A Singaporean software engineer who goes by Airing is writing for devs who can already see the AI curve from inside their own work: docs, code, review comments, all moving faster than the human capacity to verify them. The design translation is pretty direct. AI changes who can produce, but judgment stays human, and the more production accelerates, the more expensive weak judgment gets.
Over the past year, every piece of my work that I could hand off, I handed off to AI, piece by piece. The design doc — it wrote. The code — it wrote. The first drafts of documents and review comments — it wrote. What I can now run in parallel in one evening would have taken a full quarter two years ago. By rights I should be idle, but the truth is the opposite — I am busier than I have ever been. The content of “busy” has simply changed: I almost never produce anything with my own hands now. I spend the whole day reviewing what it produces.
This is the embryo of the end-state workflow. In it, there are only two things left for humans to do: review the design, and verify the result.
Notice what these two have in common: neither of them is production. They are gatekeeping.

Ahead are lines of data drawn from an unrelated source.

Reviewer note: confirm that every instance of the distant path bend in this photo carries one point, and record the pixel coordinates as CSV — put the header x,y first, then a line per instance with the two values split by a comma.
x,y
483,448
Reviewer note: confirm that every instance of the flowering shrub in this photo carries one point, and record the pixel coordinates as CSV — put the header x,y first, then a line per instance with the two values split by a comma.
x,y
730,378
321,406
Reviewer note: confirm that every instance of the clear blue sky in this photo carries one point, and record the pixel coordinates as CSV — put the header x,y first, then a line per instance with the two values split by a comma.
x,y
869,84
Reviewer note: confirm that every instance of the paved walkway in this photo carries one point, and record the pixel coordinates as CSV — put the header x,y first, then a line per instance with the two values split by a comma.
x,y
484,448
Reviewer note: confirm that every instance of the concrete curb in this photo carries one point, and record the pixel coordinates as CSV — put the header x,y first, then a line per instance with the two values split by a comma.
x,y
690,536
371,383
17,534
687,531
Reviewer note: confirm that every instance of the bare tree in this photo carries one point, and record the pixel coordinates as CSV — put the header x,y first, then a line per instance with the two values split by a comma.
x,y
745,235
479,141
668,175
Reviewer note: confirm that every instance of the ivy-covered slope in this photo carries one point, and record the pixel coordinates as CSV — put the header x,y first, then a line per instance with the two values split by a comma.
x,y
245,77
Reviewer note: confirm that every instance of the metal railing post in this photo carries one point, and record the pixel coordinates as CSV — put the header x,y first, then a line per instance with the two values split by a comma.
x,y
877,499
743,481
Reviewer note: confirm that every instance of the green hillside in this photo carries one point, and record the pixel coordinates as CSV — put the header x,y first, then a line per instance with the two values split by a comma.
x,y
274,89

That changes the clock as much as the craft: more time spent checking outputs, less time making the first pass by hand.
That gatekeeping word applies to designers too. When AI can generate the interface, the screen, the copy, and the prototype, the remaining work is deciding whether any of it should exist in that form. Airing says the temptation is simple: “lower your own standards.”
Read one fewer line of code. Skip one step of reasoning. Don’t ask one of the “whys.” When the little voice in your head says “eh, probably fine,” nod and let it pass. Project this forward and you can already predict the next few years: nearly every collapse in engineering quality will not be because one specific person was lazy — it will be structural. When production is infinitely fast, the verification standard becomes the only compressible variable in the system, and every incentive in sight pushes you to compress it: the boss’s expectations, your peers’ speed, the performance-review whip — they’re all telling you to let go.
But think clearly about what letting go means. The reason you have not yet been optimized away from the verification step is precisely that your standard is higher than the machine’s. A gatekeeper who keeps lowering the standard is personally building the case for their own replaceability. My stance on this has never moved: slower is fine. The standard, not one inch.
Airing refuses to make this only a productivity story. The professional risk is cognitive atrophy: forwarding the problem to the model, forwarding the answer back, and losing the stretch where judgment is formed. For designers, the warning runs through the same place: don’t outsource the taste-building, the principled refusal, or the logic of why a thing should be this way and not that way.
A real question, most of the time, does not have a deterministic answer. Cognition does not fall from the sky. It is ground out by humans through derivation, argument, and exchange — bit by bit, through a process that cannot be skipped, because that process is the human. If cognition is handed to you directly by AI — whether or not it is comprehensive, whether or not it is critical — the mere absence of that middle stretch of thinking is enough to let subjecthood retreat, inch by inch, until what is left is the silhouette of someone waiting in front of a Jenny to be retired.
AI cannot replace humans in perceiving and experiencing the world — and this isn’t a pep talk; it has a structural basis. I wrote, in an earlier essay on AI and psychological healing: human cognition is not just information processing — it is an experience interwoven from sensation and emotion. We perceive the real world through our bodies; we assign meaning through feeling. AI is unmatched at processing information and generating text, but what it lacks is precisely this dimension of experience — it can process data, but cannot experience the real world that the data represents. In one line: AI’s understanding is instrumental, not existential. It can help us understand certain facets of the human condition, but it cannot replace the insight we obtain through lived experience and inner reflection. A painting can imitate nature, but it can never become nature itself.
The reed’s entire dignity is in its thinking. Please do not hand it over.